Opera cake

I apologise, this post has been a long time in the running!

The keener readers among you may remember that in the 2nd week of October, the stars align and a statistically improbable number of my housemates have their birthdays within the space of a few days. This miraculous event is imaginatively called ‘Birthday Week’ and this year was the year of 21sts.

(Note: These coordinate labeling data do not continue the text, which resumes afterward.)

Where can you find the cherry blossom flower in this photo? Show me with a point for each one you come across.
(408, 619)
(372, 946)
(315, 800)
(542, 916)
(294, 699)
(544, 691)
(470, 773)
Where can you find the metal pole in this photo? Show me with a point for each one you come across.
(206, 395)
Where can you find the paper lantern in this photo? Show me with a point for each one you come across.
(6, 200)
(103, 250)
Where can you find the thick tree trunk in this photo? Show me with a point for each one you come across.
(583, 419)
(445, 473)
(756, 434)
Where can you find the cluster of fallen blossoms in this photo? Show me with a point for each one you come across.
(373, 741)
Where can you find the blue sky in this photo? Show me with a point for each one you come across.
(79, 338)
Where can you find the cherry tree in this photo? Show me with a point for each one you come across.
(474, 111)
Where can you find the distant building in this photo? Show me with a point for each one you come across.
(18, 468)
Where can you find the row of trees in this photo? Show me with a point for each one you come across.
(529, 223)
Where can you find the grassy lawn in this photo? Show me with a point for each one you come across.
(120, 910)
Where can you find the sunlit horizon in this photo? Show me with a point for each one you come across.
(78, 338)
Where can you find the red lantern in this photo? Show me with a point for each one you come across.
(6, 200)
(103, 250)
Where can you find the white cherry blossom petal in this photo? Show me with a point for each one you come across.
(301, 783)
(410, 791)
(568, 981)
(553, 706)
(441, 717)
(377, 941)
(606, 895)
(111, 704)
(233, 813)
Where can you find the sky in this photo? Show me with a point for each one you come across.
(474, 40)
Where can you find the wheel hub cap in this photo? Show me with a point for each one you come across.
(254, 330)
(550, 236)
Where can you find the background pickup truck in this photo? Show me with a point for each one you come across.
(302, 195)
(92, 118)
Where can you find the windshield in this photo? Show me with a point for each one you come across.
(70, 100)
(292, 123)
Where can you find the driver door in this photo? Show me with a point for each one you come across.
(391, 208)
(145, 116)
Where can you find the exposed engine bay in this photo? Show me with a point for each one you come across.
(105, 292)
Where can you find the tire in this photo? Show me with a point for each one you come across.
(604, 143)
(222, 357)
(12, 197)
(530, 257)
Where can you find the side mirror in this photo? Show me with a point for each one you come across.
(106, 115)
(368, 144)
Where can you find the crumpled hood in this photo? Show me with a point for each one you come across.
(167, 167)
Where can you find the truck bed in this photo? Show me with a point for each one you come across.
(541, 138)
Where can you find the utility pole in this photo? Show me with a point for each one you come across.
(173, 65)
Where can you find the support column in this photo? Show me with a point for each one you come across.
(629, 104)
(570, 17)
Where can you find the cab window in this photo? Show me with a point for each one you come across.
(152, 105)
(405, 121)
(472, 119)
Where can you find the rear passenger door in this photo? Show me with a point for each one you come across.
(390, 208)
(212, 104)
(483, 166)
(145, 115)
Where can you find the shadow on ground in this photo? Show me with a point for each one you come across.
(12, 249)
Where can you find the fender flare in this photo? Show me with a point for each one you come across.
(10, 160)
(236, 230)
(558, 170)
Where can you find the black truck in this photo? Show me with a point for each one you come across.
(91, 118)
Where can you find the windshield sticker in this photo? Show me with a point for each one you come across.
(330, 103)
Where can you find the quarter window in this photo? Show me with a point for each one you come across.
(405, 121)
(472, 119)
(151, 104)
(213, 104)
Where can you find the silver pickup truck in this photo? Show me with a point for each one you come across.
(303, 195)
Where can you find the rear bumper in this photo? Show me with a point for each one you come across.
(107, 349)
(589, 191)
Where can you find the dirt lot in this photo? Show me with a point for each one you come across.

I made a Rubik’s Cube Cake for my dear housemate Sam last year, and I struggled this year to think of something to top it. He’s a big fan of opera, so the idea of an opera-themed cake got tossed around… and then –wait, isn’t opera cake a thing?! Yes indeed, it is a thing, and this is how to make it:

Adapted from the Gateau Opera recipe in Edd Kimber’s ‘Patisserie Made Simple’

Ingredients:

Almond sponge cakes:

  • 25g unsalted butter, melted
  • 3 eggs + 3 egg whites
  • 115g ground almonds
  • 115g icing sugar
  • 30g plain flour
  • 30g caster sugar

Coffee syrup:

  • 150g caster sugar
  • 150ml water
  • 1 tbsp instant coffee

Coffee buttercream:

  • 100g softened unsalted butter
  • 200g icing sugar
  • 1 tbsp instant coffee, dissolved in a little hot water

Chocolate ganache:

  • 50g milk chocolate
  • 50g dark chocolate
  • 60ml double cream
  • 15g unsalted butter

Chocolate glaze:

  • 65g dark chocolate
  • 50g unsalted butter
  • 2 tbsp honey
  • 55ml double cream

Method:

Almond sponges:

Preheat your oven to 160*C {fan-forced}, and line a baking tray (or two, if you have them) with greaseproof paper. Grease the paper with a little butter.
Beat together the whole eggs, almonds and icing sugar for 5 minutes using an electric whisk.
Sift the flour and fold it into the mixture. Drizzle in the melted butter and fold in as well.
Wipe down a smaller mixing bowl with some lemon juice if you have any, to get rid of any grease. Put the egg whites in the bowl and whisk until they’re foamy.
Carefully add them {a third at a time} to the cake mixture, trying not to knock too much air out! If you’ve just got one tin, you’ll have to bake the cakes separately, so pour half of the mixture into the tin and bake for 8-10 minutes, and then repeat. Once they’re out, trim off any burnt edges whilst still warm.

Coffee syrup:

Heat together the water and sugar in a saucepan, stirring often, until it starts to bubble. Simmer for a couple of minutes, then take off the heat and whisk in the coffee powder.
Set aside until you’re ready to assemble!

Coffee buttercream:

Beat the butter and icing sugar together in a bowl, and add the coffee to slacken {eugh, icky word!} it and give it that subtle coffee hit. Beat until light and fluffy.

Chocolate ganache: 

Heat the cream and butter in a saucepan until near-boiling, and then pour over the chocolate in a bowl. Leave for a couple of minutes, then stir until the mix is smooth.

Chocolate glaze:

Melt together all the ingredients in a heatproof bowl, set over a pan of simmering water.

Assembly:

Deep breath! Cut each sponge in half so you’ve got 4, and put the first on a serving plate. Spoon some coffee syrup over the top, and top with a third of the buttercream.
Put the next sponge layer on top, soak with syrup and then spread a layer of ganache on top.
Put the third sponge layer on top, soak with syrup and top with another third of buttercream.
Put the last layer on, soak with syrup, and spread the rest of the buttercream on top.
Transport the whole thing carefully to the fridge and leave to set up for a few hours.
NB. This is where I stopped in order to tackle the mountain of washing up, and left the cake at this stage in the fridge overnight.
Finally, pour the chocolate glaze over the top of the cake, and trim off the edges so that they’re neat. You can use leftover glaze to pipe something on top if you wish, or you can just eat it. No judging here.

The cake will happily live in a box in the fridge for a week.